Quinlan Bowman

Political Science
Fall 2012

My dissertation articulates the main contours of a humanistic philosophy of social inquiry, appropriate to a “deliberative” or “dialogic” ideal of democracy. Such a conception makes certain demands on how we ought to conduct inquiry into the interests that influence and are shaped by decision-making. I specify what these demands are, and explore a range of practices that promise to help us better to meet them. Doing this helps to elucidate the manifold ways in which inadequate attention to the proper character of democratic theory as areflexive social practice can contribute to the construction of theories, and to the reproduction of practices, that bolster, rather than undermine, extant relations of domination. To try to avoid this potential, a reflexive approach openly recognizes and evaluates the influence of its practitioners’ values, interests, and cultural traditions – and not just at the level of “normative” theorizing but also at the levels of “empirical” description and explanation too.
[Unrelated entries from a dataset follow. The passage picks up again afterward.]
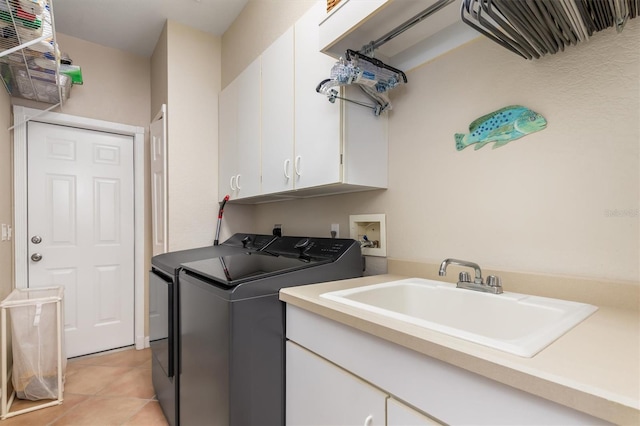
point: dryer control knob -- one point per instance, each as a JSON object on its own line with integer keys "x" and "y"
{"x": 302, "y": 244}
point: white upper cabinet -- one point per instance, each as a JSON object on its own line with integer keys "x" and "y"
{"x": 353, "y": 24}
{"x": 239, "y": 135}
{"x": 279, "y": 138}
{"x": 318, "y": 122}
{"x": 277, "y": 115}
{"x": 227, "y": 155}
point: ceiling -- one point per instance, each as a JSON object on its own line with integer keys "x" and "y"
{"x": 135, "y": 25}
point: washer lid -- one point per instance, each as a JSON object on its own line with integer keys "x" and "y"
{"x": 250, "y": 266}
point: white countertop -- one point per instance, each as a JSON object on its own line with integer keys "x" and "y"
{"x": 594, "y": 368}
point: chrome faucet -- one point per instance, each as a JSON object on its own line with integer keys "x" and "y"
{"x": 493, "y": 284}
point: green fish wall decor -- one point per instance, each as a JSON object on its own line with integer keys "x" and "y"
{"x": 501, "y": 126}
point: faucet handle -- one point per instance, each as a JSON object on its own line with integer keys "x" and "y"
{"x": 464, "y": 277}
{"x": 494, "y": 281}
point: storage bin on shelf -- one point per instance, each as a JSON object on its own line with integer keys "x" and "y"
{"x": 39, "y": 361}
{"x": 31, "y": 65}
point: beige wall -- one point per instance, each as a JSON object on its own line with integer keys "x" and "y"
{"x": 193, "y": 76}
{"x": 116, "y": 83}
{"x": 564, "y": 200}
{"x": 159, "y": 69}
{"x": 6, "y": 187}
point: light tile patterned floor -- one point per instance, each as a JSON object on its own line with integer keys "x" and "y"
{"x": 107, "y": 389}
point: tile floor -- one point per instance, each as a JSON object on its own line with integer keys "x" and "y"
{"x": 106, "y": 389}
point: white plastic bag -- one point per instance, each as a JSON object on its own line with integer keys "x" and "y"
{"x": 35, "y": 346}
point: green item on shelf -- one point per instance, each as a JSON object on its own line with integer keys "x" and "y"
{"x": 34, "y": 25}
{"x": 73, "y": 71}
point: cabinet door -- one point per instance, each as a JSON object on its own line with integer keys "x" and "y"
{"x": 399, "y": 414}
{"x": 227, "y": 140}
{"x": 320, "y": 393}
{"x": 317, "y": 121}
{"x": 248, "y": 132}
{"x": 277, "y": 115}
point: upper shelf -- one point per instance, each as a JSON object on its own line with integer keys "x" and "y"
{"x": 29, "y": 55}
{"x": 352, "y": 24}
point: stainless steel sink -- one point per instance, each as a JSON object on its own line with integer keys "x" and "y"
{"x": 516, "y": 323}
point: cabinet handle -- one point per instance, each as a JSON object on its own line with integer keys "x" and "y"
{"x": 296, "y": 166}
{"x": 286, "y": 168}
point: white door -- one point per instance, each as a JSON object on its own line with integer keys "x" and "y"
{"x": 81, "y": 227}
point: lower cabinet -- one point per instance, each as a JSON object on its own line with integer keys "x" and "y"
{"x": 321, "y": 393}
{"x": 337, "y": 375}
{"x": 399, "y": 414}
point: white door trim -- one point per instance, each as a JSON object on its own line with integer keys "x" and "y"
{"x": 21, "y": 266}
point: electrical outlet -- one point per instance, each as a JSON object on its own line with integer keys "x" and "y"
{"x": 370, "y": 230}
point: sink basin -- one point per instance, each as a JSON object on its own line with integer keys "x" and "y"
{"x": 511, "y": 322}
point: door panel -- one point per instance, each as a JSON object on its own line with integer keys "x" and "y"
{"x": 80, "y": 204}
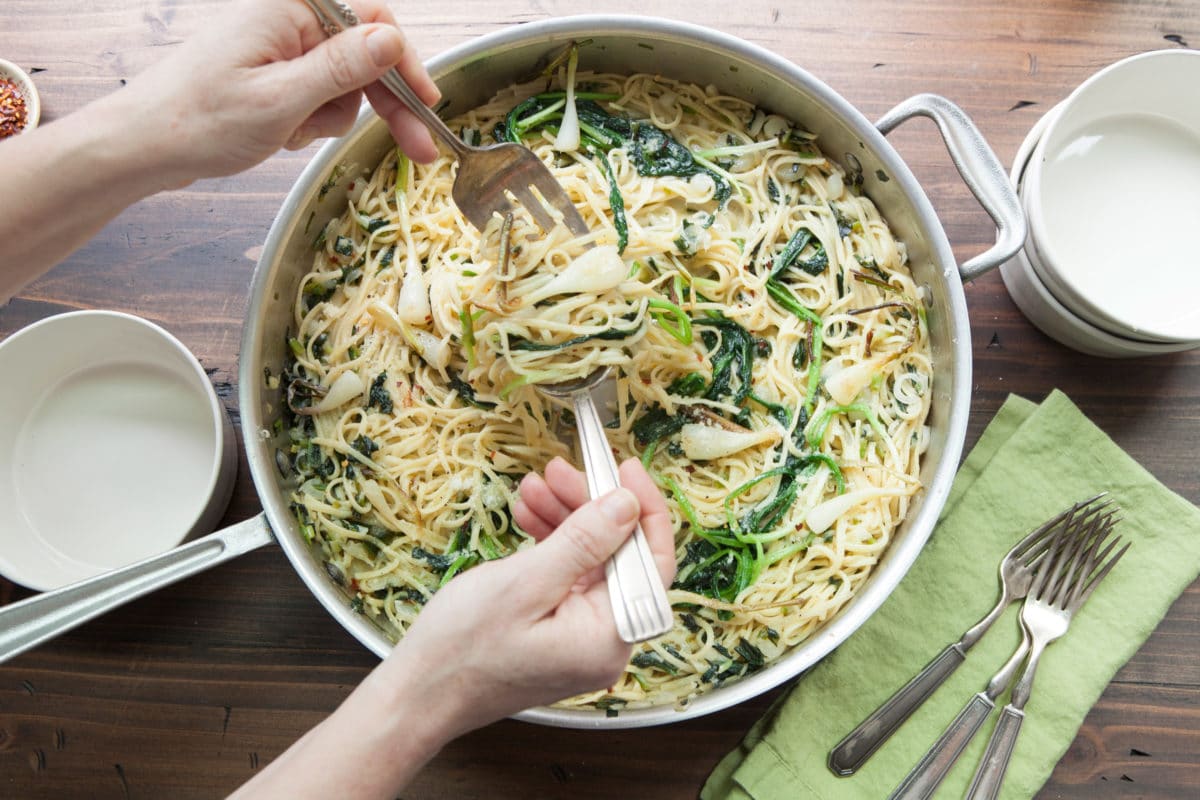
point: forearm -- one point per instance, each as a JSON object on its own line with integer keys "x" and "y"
{"x": 373, "y": 744}
{"x": 64, "y": 181}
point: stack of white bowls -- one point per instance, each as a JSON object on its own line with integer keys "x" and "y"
{"x": 1110, "y": 182}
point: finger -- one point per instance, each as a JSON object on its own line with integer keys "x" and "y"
{"x": 333, "y": 119}
{"x": 569, "y": 485}
{"x": 538, "y": 511}
{"x": 655, "y": 518}
{"x": 583, "y": 542}
{"x": 343, "y": 64}
{"x": 409, "y": 132}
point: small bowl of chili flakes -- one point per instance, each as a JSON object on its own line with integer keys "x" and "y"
{"x": 19, "y": 106}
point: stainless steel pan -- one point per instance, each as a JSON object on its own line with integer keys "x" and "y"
{"x": 468, "y": 76}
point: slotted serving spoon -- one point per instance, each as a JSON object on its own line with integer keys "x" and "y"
{"x": 486, "y": 175}
{"x": 635, "y": 589}
{"x": 485, "y": 180}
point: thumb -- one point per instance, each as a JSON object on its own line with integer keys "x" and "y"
{"x": 585, "y": 541}
{"x": 346, "y": 62}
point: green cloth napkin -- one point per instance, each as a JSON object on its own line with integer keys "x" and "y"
{"x": 1031, "y": 462}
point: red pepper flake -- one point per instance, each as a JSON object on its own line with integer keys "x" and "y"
{"x": 13, "y": 113}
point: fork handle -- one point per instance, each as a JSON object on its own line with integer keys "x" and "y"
{"x": 990, "y": 775}
{"x": 858, "y": 745}
{"x": 335, "y": 17}
{"x": 928, "y": 774}
{"x": 639, "y": 599}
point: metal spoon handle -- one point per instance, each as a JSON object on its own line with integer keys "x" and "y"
{"x": 639, "y": 599}
{"x": 861, "y": 743}
{"x": 30, "y": 621}
{"x": 335, "y": 17}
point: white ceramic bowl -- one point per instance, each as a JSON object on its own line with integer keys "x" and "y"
{"x": 113, "y": 447}
{"x": 29, "y": 91}
{"x": 1042, "y": 307}
{"x": 1113, "y": 197}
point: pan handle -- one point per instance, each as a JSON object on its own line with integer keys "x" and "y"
{"x": 981, "y": 170}
{"x": 36, "y": 619}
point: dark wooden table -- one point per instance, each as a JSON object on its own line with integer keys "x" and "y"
{"x": 187, "y": 692}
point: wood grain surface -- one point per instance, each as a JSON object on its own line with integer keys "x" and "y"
{"x": 190, "y": 691}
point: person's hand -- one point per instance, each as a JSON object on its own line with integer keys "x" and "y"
{"x": 508, "y": 635}
{"x": 537, "y": 626}
{"x": 270, "y": 78}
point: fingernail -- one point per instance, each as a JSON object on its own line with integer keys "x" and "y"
{"x": 619, "y": 506}
{"x": 300, "y": 138}
{"x": 385, "y": 46}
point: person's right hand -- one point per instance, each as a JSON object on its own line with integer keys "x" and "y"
{"x": 537, "y": 626}
{"x": 265, "y": 77}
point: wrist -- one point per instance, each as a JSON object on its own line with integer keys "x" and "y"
{"x": 131, "y": 138}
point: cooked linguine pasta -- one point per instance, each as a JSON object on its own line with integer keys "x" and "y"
{"x": 769, "y": 346}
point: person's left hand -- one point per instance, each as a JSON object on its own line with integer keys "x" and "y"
{"x": 269, "y": 78}
{"x": 537, "y": 626}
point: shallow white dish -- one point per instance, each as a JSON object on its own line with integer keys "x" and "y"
{"x": 28, "y": 90}
{"x": 1113, "y": 194}
{"x": 1042, "y": 307}
{"x": 113, "y": 447}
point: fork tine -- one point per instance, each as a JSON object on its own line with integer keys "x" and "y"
{"x": 534, "y": 206}
{"x": 1096, "y": 554}
{"x": 1096, "y": 529}
{"x": 1051, "y": 561}
{"x": 1099, "y": 576}
{"x": 557, "y": 197}
{"x": 1037, "y": 542}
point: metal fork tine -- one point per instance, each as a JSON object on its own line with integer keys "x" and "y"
{"x": 534, "y": 206}
{"x": 1095, "y": 555}
{"x": 1091, "y": 534}
{"x": 1051, "y": 563}
{"x": 1044, "y": 535}
{"x": 1099, "y": 576}
{"x": 557, "y": 197}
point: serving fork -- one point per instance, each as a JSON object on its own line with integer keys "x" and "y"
{"x": 1063, "y": 581}
{"x": 486, "y": 175}
{"x": 1053, "y": 602}
{"x": 1017, "y": 571}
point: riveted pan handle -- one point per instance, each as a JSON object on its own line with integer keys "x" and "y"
{"x": 30, "y": 621}
{"x": 981, "y": 170}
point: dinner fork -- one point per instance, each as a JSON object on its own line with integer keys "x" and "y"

Such an approach highlights the need to include affected constituencies in the production and evaluation of information and knowledge pertinent to decision-making, a requirement that follows from the claim that decision-making should aim at “equal (deliberative) interest representation.” To elaborate and defend these views, I critically evaluate central features of American discourse surrounding U.S. “democracy promotion”, as well as U.S. support for authoritarianism, focusing particularly on Latin America. And I critically assess how specific struggles for meaningful participation have been historically investigated and portrayed. In doing so, I explore how certain forms of inquiry, and the reliance on certain conceptions of expertise, have sometimes served to obscure, and sometimes to bolster, illegal, undemocratic, and violent U.S. policies and interventions. Finally, I explore how certain practices could mitigate the potential for domination that inheres in these activities, considering how public opinion formation, legislation, and implementation might each come more closely to approximate the ideal of equal (deliberative) interest representation.